Malay cemetery at Pending gets a facelift thanks to volunteers
By Danielle Sendou Ringgit
On my way to ICOM Square on the left at Jalan Datuk Abang Abdul Rahim at Pending, I had never noticed that there was a graveyard by the roadside even though I must have driven down this road countless time before.
With bushes creeping over the fences, hiding the area from the sight of passersby and grass growing up to the waist, it’s easy to see how no one could have known that Kampung Periuk’s Muslim cemetery was there.
Although it may not be visible to strangers, it does not stop relatives with loved ones buried there from visiting every now and again.

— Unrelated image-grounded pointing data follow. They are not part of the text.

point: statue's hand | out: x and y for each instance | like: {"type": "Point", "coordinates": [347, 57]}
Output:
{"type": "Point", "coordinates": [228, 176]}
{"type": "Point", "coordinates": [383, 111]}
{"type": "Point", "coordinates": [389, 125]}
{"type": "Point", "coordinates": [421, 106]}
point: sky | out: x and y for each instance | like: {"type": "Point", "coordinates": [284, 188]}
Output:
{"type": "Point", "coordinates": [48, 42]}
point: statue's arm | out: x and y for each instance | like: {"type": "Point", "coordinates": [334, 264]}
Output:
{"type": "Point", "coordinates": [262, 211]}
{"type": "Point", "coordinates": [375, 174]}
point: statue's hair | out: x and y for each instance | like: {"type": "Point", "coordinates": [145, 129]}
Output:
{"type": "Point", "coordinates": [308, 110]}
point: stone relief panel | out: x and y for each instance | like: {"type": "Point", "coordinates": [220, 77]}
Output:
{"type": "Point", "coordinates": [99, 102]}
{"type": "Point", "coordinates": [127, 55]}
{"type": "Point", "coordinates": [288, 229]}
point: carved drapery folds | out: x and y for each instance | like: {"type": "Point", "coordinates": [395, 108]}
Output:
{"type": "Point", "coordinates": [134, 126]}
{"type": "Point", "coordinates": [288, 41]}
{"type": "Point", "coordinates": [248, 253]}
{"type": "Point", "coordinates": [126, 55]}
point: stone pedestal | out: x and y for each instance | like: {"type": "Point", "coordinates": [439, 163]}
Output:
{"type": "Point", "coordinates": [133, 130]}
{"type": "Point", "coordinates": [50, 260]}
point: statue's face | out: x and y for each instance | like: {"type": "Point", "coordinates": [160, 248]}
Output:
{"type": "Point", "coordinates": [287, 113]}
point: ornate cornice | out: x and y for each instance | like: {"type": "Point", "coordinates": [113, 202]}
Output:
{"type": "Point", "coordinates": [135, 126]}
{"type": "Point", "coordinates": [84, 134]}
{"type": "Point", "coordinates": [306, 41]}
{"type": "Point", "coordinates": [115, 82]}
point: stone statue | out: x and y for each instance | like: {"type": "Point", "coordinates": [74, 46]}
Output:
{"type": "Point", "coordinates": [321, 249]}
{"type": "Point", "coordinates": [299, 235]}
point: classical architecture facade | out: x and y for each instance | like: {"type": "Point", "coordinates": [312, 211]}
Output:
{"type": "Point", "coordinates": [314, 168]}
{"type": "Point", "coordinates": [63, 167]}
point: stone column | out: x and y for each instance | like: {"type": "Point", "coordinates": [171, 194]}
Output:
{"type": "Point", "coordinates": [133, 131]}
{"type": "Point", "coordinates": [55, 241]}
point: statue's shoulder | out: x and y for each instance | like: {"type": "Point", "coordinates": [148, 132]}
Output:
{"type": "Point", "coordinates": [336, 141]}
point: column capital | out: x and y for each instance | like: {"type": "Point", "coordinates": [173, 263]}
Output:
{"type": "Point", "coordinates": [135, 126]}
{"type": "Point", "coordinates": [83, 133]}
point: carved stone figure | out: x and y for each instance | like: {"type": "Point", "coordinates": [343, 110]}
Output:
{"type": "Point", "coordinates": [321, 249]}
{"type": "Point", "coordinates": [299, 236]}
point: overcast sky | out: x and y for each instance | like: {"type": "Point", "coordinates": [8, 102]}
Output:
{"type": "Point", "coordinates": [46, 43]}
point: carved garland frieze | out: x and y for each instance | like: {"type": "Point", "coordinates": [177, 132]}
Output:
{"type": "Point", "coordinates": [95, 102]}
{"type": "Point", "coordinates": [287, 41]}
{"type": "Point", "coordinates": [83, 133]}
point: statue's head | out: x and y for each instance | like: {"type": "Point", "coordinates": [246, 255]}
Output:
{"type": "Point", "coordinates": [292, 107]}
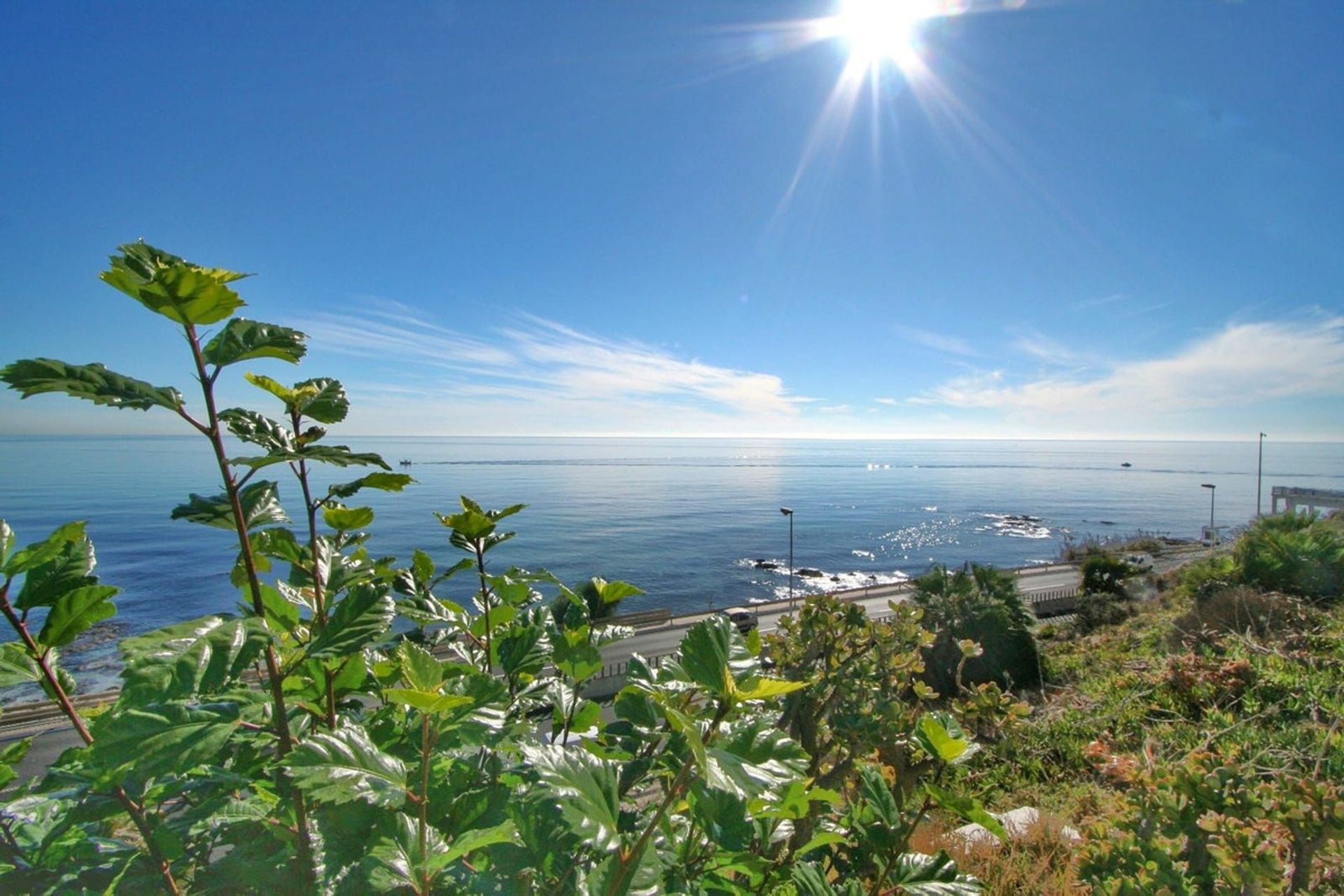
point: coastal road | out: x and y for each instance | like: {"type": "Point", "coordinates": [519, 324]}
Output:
{"type": "Point", "coordinates": [659, 641]}
{"type": "Point", "coordinates": [52, 734]}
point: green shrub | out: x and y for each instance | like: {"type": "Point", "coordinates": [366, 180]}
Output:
{"type": "Point", "coordinates": [304, 746]}
{"type": "Point", "coordinates": [1107, 574]}
{"type": "Point", "coordinates": [1098, 609]}
{"type": "Point", "coordinates": [1294, 554]}
{"type": "Point", "coordinates": [983, 605]}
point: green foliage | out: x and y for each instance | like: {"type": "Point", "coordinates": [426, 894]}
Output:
{"type": "Point", "coordinates": [977, 603]}
{"type": "Point", "coordinates": [1294, 554]}
{"type": "Point", "coordinates": [90, 382]}
{"type": "Point", "coordinates": [312, 745]}
{"type": "Point", "coordinates": [1105, 574]}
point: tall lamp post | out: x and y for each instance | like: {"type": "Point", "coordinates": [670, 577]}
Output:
{"type": "Point", "coordinates": [1260, 468]}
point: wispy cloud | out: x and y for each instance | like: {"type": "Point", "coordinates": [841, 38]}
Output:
{"type": "Point", "coordinates": [1242, 365]}
{"type": "Point", "coordinates": [940, 342]}
{"type": "Point", "coordinates": [1047, 349]}
{"type": "Point", "coordinates": [540, 370]}
{"type": "Point", "coordinates": [1098, 301]}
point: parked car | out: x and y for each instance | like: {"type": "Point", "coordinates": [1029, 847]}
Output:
{"type": "Point", "coordinates": [1140, 562]}
{"type": "Point", "coordinates": [743, 618]}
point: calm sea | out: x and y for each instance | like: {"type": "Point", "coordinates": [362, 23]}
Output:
{"type": "Point", "coordinates": [683, 519]}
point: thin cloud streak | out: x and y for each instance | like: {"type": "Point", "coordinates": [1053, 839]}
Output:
{"type": "Point", "coordinates": [1243, 365]}
{"type": "Point", "coordinates": [554, 372]}
{"type": "Point", "coordinates": [940, 342]}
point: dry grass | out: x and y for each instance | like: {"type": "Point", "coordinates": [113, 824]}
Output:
{"type": "Point", "coordinates": [1040, 862]}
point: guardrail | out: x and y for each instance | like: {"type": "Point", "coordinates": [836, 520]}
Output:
{"type": "Point", "coordinates": [1053, 603]}
{"type": "Point", "coordinates": [1043, 603]}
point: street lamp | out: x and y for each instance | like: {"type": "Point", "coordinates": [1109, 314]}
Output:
{"type": "Point", "coordinates": [1260, 468]}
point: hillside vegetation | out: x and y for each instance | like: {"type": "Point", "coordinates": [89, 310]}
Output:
{"type": "Point", "coordinates": [371, 724]}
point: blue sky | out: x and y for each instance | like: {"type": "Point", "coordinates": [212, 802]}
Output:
{"type": "Point", "coordinates": [1078, 218]}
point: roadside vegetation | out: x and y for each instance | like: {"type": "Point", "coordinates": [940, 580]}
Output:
{"type": "Point", "coordinates": [419, 726]}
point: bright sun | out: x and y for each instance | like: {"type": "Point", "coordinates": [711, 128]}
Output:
{"type": "Point", "coordinates": [882, 30]}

Having lived at Kampong Sungai Periuk (which is about eight kilometers from the graveyard) all his life, Isa Ali said that it had always been there.
“I do not know exactly how old this grave site is, but I am sure it is more than 50 years old,” said the 51-year-old.
Some of his elder relatives have been buried there, although now most villagers prefer burying their dead in Samariang.
According to Isa, the previous caretaker, Abang Buang had passed away a little more than a year ago, leaving the graveyard with nobody to carry on his task.
“When he was the caretaker, he would came here twice a month to clear up the area. But now, we have not had anyone to take care of it for a year, although the villagers do come to the graveyard to clear the area during Ramadan,” said Isa.
As of now, the villagers are still looking for a new caretaker to take care of the cemetery.
Upon learning that there was no one left to take care of the place since Abang Buang passed away, Kelab Motard Kuching (KMK) member Zairul Razali suggested a ‘gotong-royong’ to his fellow members on May 1.
“My grandmother is buried here…she passed away two years ago,” said Zairul.
This escalated into a collaboration with LC Crew Sarawak (LCCS), Legal Street Car Club (LSCS) and Myvi Borneo, gathering a total 40 volunteers for the cleanup.
With their grass cutters and ‘parangs’, the motor club members worked hand in hand with the villagers to complete their task, clearing the overgrown grass and getting rid of the bushes that once hid the graveyard from sight.
With the sun high up in the sky and heat blazing in the morning, all of them were sweating profusely and panting due to the heat, but none showed any signs of quitting, only stopping once in a while to rehydrate.
By the time the gotong-royong was completed sometime around two in the afternoon, the fences had been clear of creeping plants and the waist high grass was perfectly trimmed, making the tombstones visible again.
With the time, energy and dedication by the good Samaritans, the graveyard now looks clear and well kept, making all the hard work and effort worth it.